Editor's note: A family member of the reporter was one of the people who applied for a rate modification with United Home Relief but is not a subject of this article.
NEW YORK (TheStreet) -- Failed by her lender, her government and her own better judgment, Rosemary Lundgren is now standing in the middle of a mortgage crisis that's three years running with no end in sight.
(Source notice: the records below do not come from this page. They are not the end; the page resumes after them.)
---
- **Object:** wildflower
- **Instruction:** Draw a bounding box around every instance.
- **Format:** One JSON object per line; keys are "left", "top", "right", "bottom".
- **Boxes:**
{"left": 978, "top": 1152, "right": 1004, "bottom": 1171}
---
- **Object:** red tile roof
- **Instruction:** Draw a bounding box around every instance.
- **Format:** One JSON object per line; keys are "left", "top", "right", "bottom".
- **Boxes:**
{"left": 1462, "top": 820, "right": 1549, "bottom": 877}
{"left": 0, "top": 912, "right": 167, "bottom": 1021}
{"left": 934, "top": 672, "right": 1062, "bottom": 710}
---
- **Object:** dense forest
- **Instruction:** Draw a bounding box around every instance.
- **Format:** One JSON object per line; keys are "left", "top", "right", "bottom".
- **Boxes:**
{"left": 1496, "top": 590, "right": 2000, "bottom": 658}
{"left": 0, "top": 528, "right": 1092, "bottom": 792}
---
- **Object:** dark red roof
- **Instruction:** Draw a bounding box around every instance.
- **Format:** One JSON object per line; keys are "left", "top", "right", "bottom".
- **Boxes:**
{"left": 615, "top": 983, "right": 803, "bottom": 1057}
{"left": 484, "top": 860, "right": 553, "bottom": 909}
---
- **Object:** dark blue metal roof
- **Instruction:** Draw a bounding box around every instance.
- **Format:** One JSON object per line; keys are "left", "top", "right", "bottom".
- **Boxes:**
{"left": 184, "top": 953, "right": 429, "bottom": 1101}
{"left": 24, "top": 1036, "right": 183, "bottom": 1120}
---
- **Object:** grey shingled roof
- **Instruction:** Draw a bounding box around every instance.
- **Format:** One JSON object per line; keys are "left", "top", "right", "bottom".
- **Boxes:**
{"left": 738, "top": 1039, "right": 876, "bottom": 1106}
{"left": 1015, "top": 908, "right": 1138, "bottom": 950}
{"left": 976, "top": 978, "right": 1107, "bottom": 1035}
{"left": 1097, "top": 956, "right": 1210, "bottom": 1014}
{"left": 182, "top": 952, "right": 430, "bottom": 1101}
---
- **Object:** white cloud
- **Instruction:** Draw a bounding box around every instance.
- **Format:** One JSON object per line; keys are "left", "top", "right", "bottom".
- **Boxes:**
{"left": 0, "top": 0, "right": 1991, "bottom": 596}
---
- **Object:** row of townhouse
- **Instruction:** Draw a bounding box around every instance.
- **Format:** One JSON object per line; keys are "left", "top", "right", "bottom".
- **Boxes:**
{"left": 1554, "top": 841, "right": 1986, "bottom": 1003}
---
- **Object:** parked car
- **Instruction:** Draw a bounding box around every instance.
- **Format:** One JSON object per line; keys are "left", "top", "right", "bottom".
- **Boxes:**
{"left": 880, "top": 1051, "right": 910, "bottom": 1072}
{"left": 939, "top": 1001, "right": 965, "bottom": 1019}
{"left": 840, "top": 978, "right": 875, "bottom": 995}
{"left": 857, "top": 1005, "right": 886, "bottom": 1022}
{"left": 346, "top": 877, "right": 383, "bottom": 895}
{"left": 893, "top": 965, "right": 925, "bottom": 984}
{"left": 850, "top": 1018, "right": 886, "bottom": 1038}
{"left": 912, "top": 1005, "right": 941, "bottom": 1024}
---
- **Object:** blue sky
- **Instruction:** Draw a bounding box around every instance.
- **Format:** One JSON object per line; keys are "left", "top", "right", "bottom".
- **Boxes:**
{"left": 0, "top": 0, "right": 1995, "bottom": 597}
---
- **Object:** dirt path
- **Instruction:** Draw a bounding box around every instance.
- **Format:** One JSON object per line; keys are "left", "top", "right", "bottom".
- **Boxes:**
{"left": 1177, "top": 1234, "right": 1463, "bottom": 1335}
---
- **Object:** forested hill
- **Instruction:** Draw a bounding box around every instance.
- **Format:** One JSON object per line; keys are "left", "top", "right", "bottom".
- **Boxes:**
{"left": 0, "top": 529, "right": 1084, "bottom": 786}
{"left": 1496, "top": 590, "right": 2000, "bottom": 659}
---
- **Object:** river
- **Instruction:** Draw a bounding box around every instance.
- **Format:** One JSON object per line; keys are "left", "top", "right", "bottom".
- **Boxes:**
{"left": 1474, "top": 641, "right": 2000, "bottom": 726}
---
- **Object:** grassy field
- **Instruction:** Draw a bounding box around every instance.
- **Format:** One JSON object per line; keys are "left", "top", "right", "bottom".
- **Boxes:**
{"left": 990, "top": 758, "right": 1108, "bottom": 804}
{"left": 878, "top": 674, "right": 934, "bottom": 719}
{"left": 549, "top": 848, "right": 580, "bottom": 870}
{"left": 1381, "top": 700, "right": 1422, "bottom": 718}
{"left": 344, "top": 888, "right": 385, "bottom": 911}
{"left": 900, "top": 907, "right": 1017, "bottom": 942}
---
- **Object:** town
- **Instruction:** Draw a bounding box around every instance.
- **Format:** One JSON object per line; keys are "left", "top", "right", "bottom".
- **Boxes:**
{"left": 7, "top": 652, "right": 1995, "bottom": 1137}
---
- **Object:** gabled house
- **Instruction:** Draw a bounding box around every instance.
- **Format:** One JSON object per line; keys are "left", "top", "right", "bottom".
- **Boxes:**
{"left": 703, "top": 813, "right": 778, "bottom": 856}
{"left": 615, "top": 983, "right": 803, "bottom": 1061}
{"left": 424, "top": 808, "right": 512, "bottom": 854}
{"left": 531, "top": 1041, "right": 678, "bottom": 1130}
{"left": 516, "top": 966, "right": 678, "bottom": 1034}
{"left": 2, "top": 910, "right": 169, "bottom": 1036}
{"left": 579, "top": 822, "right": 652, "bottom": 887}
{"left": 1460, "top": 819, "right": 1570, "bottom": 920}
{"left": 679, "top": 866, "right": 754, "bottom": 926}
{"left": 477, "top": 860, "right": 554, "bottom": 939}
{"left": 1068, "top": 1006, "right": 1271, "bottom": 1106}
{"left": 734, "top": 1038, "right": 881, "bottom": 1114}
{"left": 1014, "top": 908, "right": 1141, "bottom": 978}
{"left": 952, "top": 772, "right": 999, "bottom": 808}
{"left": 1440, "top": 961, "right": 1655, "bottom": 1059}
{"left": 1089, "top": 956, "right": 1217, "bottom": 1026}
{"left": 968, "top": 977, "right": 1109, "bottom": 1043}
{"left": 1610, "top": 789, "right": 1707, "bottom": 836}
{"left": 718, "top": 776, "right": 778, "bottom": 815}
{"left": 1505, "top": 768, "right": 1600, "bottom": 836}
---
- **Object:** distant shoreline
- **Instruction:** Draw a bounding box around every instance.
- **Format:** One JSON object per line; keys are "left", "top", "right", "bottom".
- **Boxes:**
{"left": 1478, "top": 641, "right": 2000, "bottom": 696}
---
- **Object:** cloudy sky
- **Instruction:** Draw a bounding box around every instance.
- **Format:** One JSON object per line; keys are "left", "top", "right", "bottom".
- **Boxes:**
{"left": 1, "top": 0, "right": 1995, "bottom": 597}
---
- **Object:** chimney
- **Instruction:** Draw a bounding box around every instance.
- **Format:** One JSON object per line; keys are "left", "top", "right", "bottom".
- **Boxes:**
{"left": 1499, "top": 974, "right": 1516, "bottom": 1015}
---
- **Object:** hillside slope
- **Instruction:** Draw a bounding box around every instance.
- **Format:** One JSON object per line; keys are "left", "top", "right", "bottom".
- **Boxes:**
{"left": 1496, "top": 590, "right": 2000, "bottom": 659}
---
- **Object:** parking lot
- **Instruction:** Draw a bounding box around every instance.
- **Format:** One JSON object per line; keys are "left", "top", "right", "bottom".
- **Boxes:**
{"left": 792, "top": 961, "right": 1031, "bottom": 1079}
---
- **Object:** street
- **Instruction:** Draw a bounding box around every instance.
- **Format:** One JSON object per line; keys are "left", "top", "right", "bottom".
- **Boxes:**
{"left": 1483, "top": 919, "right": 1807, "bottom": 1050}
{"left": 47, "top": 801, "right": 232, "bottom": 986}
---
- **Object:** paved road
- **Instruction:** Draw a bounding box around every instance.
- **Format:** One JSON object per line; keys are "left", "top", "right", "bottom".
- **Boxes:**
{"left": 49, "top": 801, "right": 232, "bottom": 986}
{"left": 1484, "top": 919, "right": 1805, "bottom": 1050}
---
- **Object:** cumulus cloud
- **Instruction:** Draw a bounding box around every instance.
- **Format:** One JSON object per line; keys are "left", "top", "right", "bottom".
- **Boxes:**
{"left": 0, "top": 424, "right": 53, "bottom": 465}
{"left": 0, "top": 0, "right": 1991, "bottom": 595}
Lundgren, a 60-year-old cashier from Astoria, Queens, has been trying to get a mortgage modification for nearly half that time, spurred by news of a federal assistance program that the Obama administration unveiled in February 2009. Since then, she's received no assistance from her lender or the government, and paid a purported mortgage specialist $400 upfront for help she says she never received.
In the meantime, Lundgren's finances have become more grisly, with an out-of-work husband and tens of thousands of dollars in unexpected bills. Her mortgage payments are still the same $1,767 per month, at the same interest rate of 6.75%, as they were when the Home Affordable Modification Program was announced. Had Lundgren gotten even a 5% rate when she initiated her efforts, she would have saved $7,330 in the intervening time.Lundgren's dilemma is illustrative of what struggling homeowners face today. Often, they must navigate a complex, haphazard system that is fraught with risk.
"If you go to a bank manager, they say it's out of their hands; you have to go through a 1-800 number," explains Lundgren. "And if you go through a 1-800 number, they say they didn't get the paperwork. Then I tell them I sent the papers in and got approved for a mortgage. And then they tell me I have to reapply with all this 'new' paperwork that I already filed."
Lundgren says she first approached her bank, HSBC
"The banks are all tied up," says Lundgren. "We went to the bank four times and they said it'd take at least six months before they could even look at it."